Но вернемся к Ледербергам. Они взяли несколько сот чашек Петри с питательным агаром и посеяли на них культуру бактерий, чувствительных к антибиотику. На тех местах, где на поверхность питательного студня попадали бактерии, эти бактерии начинали расти, делиться, и через некоторое время агар покрывался колониями, скоплениями бактерий, выросших из одной клетки-родоначальницы. Исследовали сразу сотни и тысячи колоний, что увеличивало шансы на обнаружение редко наблюдаемого эффекта.
Затем Ледерберги запаслись несколькими сотнями штампов – кружков, равных по диаметру чаше Петри и обтянутых бархатом. Штампы стерилизовались в автоклаве, чтобы не занести в культуры чего-нибудь лишнего. Затем стерильный штамп прикладывался к поверхности агара; в каждой колонии часть бактерий прилипала к ворсинкам бархата. А затем штамп прикладывался к поверхности агара в другой чашке.
Но этот агар уже содержал антибиотик, причем в концентрации, смертельной для данных бактерий.
И «отштампованные» на его поверхности колонии бактерий перестали развиваться и погибли. Но была подмечена любопытная закономерность: если колоний достаточно много, среди них обязательно найдется хотя бы одна, которая приживется на ядовитом агаре и будет разрастаться, как ни в чем не бывало.
Казалось бы, ясно: произошло направленное целесообразное изменение по Ламарку или же Бергу. Правда, неясно, почему приспособилась лишь одна колония из многих, но это уже деталь.

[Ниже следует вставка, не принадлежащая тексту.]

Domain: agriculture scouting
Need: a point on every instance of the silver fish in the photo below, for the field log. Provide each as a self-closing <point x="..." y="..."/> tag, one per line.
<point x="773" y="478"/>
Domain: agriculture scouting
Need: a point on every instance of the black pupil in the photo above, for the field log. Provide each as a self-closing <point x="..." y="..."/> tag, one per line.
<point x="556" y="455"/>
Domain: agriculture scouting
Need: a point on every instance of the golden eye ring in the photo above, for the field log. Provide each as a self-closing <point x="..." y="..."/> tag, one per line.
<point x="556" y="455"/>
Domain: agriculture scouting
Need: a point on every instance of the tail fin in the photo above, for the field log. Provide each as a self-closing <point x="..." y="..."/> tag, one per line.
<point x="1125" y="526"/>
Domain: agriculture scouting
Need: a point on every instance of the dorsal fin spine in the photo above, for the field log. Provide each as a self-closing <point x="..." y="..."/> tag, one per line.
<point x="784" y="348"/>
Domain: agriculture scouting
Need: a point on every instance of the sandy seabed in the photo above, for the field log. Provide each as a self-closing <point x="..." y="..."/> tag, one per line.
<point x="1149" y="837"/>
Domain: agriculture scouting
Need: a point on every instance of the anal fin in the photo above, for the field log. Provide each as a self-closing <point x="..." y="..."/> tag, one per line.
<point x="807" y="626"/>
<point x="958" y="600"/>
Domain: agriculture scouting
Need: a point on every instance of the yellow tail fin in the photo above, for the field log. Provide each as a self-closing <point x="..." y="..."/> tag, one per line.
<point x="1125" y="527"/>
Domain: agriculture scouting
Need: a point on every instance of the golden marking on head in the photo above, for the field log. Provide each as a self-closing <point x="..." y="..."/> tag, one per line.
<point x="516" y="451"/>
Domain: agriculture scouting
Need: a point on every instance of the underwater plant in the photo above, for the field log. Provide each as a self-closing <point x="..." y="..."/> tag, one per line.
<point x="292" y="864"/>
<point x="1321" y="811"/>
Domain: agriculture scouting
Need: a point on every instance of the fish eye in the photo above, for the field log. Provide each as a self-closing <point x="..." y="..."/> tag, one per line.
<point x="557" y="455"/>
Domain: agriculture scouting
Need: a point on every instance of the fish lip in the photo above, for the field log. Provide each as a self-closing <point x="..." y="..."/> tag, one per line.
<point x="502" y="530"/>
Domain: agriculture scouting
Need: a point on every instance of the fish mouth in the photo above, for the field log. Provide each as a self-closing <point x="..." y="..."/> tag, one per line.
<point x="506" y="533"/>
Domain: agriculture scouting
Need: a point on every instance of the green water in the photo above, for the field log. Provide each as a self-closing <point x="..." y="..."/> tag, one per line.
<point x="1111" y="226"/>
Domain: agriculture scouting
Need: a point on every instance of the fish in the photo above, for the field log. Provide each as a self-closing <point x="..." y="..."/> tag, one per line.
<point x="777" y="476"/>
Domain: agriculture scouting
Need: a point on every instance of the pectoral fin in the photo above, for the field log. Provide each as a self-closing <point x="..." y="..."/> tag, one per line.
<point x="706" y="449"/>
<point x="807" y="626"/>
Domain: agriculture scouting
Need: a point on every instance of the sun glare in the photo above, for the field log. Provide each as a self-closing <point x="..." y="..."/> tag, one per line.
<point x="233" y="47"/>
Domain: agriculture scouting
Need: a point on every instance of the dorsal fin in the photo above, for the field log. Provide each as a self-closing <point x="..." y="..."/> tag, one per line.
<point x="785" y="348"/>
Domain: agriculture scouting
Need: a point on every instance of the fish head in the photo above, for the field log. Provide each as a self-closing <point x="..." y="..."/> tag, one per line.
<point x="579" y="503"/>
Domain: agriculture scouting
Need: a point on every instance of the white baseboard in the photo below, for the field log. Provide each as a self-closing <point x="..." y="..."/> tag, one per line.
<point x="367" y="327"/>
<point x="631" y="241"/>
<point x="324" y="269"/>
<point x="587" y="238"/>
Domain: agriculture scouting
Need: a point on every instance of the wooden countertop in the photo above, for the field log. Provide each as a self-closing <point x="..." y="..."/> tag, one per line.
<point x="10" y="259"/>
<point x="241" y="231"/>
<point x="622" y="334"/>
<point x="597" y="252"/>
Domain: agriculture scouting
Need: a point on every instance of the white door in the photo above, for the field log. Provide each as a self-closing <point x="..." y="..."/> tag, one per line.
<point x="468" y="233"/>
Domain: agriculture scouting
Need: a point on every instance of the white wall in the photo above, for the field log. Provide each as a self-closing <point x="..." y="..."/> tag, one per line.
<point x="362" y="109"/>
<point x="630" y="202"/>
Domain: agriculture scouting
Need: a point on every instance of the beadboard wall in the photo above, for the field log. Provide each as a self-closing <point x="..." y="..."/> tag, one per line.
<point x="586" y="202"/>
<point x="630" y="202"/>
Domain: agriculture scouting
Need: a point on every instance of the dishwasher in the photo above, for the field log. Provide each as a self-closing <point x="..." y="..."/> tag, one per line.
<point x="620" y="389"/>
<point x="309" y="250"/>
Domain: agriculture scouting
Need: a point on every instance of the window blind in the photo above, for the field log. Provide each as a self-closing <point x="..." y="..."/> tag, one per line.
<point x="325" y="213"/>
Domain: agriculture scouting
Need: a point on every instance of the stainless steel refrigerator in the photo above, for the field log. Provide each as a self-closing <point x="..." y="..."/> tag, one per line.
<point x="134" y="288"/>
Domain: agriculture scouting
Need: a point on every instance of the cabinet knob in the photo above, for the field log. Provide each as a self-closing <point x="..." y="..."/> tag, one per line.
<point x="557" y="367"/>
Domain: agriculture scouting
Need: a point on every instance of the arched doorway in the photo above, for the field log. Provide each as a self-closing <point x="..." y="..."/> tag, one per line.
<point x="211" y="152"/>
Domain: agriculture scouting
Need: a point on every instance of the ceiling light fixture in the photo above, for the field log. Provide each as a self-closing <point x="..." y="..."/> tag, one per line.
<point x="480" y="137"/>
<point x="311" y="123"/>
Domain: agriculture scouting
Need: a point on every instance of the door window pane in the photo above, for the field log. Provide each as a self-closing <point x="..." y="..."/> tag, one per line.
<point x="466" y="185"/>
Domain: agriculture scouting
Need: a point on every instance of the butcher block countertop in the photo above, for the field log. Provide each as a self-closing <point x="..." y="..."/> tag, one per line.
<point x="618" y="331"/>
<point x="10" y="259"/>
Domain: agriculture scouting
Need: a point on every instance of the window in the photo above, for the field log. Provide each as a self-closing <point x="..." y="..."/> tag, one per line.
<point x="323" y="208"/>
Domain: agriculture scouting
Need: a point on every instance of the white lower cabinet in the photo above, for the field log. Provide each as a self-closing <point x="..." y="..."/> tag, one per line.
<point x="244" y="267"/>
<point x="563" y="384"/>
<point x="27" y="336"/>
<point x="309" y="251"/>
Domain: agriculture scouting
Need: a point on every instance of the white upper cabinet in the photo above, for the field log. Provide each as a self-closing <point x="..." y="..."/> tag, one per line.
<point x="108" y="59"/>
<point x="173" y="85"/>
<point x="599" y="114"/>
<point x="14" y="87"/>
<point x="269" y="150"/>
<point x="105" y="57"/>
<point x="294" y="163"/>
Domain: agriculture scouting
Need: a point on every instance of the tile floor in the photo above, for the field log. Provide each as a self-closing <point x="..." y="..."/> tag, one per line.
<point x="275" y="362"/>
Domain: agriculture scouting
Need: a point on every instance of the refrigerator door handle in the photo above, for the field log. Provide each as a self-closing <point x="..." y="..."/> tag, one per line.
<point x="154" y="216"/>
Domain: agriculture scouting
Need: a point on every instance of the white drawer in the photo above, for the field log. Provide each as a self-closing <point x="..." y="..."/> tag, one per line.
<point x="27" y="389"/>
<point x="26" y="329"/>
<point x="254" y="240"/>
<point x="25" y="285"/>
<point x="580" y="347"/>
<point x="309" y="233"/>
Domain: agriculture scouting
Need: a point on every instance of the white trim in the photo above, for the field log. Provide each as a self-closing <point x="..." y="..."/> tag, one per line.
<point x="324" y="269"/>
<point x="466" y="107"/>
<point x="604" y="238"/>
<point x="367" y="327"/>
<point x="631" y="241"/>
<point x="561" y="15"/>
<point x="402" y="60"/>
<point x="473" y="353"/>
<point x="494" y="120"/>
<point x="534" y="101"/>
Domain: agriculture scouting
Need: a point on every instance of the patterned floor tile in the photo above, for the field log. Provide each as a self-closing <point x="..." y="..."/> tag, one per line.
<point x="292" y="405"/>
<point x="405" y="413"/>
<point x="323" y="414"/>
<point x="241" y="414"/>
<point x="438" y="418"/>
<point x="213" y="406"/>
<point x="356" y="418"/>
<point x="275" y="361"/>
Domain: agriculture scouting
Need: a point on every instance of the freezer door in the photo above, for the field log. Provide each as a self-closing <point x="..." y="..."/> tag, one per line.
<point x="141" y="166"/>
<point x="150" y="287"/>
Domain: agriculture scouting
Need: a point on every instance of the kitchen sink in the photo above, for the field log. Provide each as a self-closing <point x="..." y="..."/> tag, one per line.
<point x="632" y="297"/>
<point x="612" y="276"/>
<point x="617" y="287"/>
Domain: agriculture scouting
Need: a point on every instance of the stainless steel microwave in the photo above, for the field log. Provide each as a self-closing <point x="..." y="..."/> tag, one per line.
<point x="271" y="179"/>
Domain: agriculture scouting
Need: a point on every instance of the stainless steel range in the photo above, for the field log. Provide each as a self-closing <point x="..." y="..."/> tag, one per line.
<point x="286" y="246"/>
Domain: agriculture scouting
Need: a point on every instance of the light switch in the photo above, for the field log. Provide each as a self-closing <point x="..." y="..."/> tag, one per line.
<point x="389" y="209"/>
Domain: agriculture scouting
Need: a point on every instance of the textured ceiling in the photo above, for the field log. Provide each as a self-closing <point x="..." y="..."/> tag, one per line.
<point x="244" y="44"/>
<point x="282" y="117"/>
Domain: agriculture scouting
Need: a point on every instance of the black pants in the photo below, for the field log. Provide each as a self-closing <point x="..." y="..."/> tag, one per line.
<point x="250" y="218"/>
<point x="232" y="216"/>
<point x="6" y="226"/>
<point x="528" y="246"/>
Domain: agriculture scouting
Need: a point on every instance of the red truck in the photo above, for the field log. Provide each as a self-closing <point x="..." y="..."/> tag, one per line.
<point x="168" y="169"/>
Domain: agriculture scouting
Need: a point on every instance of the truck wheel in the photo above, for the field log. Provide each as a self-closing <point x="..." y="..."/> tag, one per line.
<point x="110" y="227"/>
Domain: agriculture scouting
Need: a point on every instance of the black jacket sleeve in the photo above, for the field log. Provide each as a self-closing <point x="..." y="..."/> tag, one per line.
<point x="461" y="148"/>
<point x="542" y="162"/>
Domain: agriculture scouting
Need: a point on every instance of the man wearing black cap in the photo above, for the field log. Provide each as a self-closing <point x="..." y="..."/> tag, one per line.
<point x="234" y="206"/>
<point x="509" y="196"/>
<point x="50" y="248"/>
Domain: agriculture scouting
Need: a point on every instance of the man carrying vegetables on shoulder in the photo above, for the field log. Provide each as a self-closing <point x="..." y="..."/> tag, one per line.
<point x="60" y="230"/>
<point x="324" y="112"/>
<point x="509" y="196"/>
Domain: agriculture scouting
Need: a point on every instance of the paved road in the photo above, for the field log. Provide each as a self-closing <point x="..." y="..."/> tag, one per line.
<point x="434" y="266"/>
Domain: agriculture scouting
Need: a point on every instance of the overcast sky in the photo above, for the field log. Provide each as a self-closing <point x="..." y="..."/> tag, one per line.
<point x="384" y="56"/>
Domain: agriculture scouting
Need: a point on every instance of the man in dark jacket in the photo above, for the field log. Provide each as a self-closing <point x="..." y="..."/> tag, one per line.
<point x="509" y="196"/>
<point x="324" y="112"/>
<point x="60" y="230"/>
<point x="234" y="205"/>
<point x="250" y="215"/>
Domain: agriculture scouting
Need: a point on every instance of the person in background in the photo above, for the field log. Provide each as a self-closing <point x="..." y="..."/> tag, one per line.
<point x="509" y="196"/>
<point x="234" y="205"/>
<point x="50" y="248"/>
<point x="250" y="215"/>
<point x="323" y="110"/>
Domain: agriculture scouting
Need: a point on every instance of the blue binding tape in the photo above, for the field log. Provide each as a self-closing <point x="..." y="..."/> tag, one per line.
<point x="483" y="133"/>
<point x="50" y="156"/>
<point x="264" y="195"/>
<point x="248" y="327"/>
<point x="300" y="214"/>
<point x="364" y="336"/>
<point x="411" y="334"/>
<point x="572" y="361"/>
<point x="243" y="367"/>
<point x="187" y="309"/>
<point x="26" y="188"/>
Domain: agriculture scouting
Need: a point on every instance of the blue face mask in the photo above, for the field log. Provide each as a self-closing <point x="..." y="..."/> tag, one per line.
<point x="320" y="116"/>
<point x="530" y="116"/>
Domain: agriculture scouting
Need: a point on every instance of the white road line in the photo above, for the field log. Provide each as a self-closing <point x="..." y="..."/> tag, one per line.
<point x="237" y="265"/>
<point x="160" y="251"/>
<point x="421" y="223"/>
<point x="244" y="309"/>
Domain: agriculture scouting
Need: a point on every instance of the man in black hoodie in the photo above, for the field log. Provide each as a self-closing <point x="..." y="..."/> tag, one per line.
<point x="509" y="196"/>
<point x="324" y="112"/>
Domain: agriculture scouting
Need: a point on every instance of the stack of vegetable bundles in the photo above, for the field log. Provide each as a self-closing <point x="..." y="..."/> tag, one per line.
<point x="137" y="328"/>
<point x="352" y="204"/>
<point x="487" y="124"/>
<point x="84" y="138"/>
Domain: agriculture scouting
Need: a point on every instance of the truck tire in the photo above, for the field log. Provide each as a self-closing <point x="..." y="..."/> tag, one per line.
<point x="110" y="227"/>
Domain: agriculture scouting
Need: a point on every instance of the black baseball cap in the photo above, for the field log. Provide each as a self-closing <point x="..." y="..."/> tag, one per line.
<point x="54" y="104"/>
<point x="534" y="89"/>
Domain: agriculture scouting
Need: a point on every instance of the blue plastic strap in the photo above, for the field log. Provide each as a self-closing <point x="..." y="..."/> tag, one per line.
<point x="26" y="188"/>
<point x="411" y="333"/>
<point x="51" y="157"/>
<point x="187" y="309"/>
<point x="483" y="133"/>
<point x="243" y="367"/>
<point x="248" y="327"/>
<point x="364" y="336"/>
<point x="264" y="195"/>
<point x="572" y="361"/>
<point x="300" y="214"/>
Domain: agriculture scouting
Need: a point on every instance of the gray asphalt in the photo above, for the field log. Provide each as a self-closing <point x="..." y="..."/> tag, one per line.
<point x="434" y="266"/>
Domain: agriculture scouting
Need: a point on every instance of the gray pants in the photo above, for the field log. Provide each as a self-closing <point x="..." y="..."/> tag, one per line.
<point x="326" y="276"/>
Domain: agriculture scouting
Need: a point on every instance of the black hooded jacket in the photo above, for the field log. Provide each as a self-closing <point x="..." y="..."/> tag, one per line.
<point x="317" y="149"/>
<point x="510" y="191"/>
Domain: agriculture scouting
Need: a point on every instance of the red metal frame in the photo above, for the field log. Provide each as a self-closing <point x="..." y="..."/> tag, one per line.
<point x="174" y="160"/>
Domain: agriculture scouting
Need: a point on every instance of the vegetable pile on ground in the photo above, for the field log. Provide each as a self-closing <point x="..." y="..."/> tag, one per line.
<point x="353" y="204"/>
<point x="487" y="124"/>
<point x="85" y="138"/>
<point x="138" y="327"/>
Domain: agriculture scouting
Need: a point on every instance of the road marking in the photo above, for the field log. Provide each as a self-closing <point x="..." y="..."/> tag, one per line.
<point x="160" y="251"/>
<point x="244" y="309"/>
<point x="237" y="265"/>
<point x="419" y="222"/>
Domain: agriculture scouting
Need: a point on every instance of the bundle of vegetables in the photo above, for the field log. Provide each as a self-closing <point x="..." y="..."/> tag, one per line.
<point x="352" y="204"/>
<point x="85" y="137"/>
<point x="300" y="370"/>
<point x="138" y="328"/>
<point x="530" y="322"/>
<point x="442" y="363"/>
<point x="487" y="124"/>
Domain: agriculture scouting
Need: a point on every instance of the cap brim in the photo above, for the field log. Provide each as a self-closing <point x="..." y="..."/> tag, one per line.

Но колонии переносились на агар с антибиотиком штампами с сохранением прежнего положения. Поэтому мы всегда можем найти материнскую колонию и убедиться, что она также состоит из бактерий, устойчивых к антибиотику! Приспособление возникло до того, как на популяцию подействовал фактор– антибиотик Налицо явное нарушение принципа причинности. Следствие предшествует причине. Но если мы примем, что подобные изменения генетических программ возникают в результате чисто случайных процессов и в некоторых случаях оказываются полезными, никакого нарушения не будет. Но это уже не ламаркизм или номогенез, а отбор случайных мутаций по Дарвину.
Рис. 37. Когда в Англии для борьбы с крысами стали применять антикоагулянт варфарин, очень скоро появились устойчивые к нему популяции «суперкрыс». Эта карта опубликована в 1970 году. Через два года пришлось бы залить красным цветом всю территорию Великобритании. Таково могущество отбора, пусть бессознательного.
Второй пример касается уже высших организмов. Когда в практику борьбы с крысами вошли антикоагулянты, дератизаторам, то есть крысоловам, показалось, что наступает золотой век. У крыс, поевших приманки с варфарином, кровь переставала свертываться, и животные погибали от милейшей царапины, например из-за песчинки, задевшей стенку кишечника. И вдруг везде, где применяли коагулянты, появились популяции крыс, которые на этой отраве благоденствовали. Их назвали суперкрысами.